THIS DOCUMENT IS NOW OBSOLETE. MIGRATION HAS BEEN IMPLEMENTED. FOR HOW TO MIGRATE, SEE How to Migrate
A working document to figure how migrations will work in hbase. Initial outline comes of a trawl of the content of HADOOP-2394. Does not consider hadoop migrations.
Assertions
- All hbase data and state is out on the file system: Moving from one version should be just a case of moving or rewriting files on the file system.
- Hbase cannot be running when a migration is run.
- This can be tricky to assert when the hbase versions differ to the extent that they are unable to talk to each other (Caller just hangs and eventually timesout).
- Sometimes, the amount of on-filesystem data that needs to be changed will be large so migration will need to run a MR job.
- hbase FS image needs versioning. On startup, hbase will check the FS version. If awry, hbase will shut itself down emitting a migration needed message. Versions are finer-grained than release number.

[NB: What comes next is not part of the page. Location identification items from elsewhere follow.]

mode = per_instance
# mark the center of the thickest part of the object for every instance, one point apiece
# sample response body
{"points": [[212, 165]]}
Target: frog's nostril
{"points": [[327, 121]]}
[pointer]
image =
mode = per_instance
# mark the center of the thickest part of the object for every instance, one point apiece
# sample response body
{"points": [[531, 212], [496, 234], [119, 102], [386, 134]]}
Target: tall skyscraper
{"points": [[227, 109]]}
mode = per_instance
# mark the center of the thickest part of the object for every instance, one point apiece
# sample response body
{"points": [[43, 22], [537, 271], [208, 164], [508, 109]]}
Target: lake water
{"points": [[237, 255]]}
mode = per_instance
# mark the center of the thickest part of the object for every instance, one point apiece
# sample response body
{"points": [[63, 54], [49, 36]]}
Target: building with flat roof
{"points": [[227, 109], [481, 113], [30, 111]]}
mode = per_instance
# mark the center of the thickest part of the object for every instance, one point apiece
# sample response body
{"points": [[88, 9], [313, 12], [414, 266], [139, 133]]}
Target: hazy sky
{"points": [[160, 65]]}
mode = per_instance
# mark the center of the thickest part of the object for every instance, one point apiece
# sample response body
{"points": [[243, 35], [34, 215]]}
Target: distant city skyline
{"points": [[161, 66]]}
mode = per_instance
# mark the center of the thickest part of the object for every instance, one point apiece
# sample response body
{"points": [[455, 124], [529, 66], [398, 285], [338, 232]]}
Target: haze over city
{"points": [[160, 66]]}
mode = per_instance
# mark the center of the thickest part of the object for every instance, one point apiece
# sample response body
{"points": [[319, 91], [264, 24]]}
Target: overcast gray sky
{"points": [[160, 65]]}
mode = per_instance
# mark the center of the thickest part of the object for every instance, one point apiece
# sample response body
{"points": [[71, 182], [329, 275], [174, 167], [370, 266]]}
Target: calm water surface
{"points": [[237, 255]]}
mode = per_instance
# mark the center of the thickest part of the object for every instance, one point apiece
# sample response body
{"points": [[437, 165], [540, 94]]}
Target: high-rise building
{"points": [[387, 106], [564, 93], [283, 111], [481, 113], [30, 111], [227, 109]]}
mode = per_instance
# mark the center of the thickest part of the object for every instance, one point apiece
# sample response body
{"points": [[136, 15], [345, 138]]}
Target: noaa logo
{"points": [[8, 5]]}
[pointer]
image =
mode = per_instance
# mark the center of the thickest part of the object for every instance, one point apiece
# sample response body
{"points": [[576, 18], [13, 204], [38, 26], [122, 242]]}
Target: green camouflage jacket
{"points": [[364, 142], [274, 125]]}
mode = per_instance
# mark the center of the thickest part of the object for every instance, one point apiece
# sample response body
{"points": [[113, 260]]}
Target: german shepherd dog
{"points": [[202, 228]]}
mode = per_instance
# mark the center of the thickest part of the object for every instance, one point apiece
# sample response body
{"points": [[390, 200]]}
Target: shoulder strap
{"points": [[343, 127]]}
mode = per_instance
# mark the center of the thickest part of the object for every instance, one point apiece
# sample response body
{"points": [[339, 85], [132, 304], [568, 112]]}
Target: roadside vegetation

- The commit of every incompatible change would be accompanied by a script that can move hbase across the incompatibility.
- A migration runs migration scripts in order, from oldest through to latest (Migration scripts are named in a manner that dictates an order -- or a catalog file lists the order in which scripts are run).
- Downtime must be minimal.
- Migration script will do no damage if run when there is nothing to migrate
Prerequisites/Dependencies
Hbase fast backup to be run before migration to protect against data loss: See ./bin/hadoop distcp
Issues
Should hbase classes be versioned and know how to migrate themselves? Seems like excessive overhead especially for smaller classes H!StoreKey and its like. If not, how to go between versions (How to float two versions of same class in same job?).
Maybe overhead wouldn't be that bad. See VersionedWritable. It uses single byte versioning. H!ColumnDescriptor is already versioned.
Implementation/Decisions
The migration script is named o.a.h.hbase.util.Migrate. Run it by invoking ${HBASE_HOME}/bin/hbase migrate.
Versions are explicit integers. The first version is 1.
The version of a particular hbase.rootdir install is recorded into a file at the top-level named hbase.version.
- Its OK if a migration that spans versions A-D requires that you first install version C, migrate from A-C, then install D and finish the migration from C-D.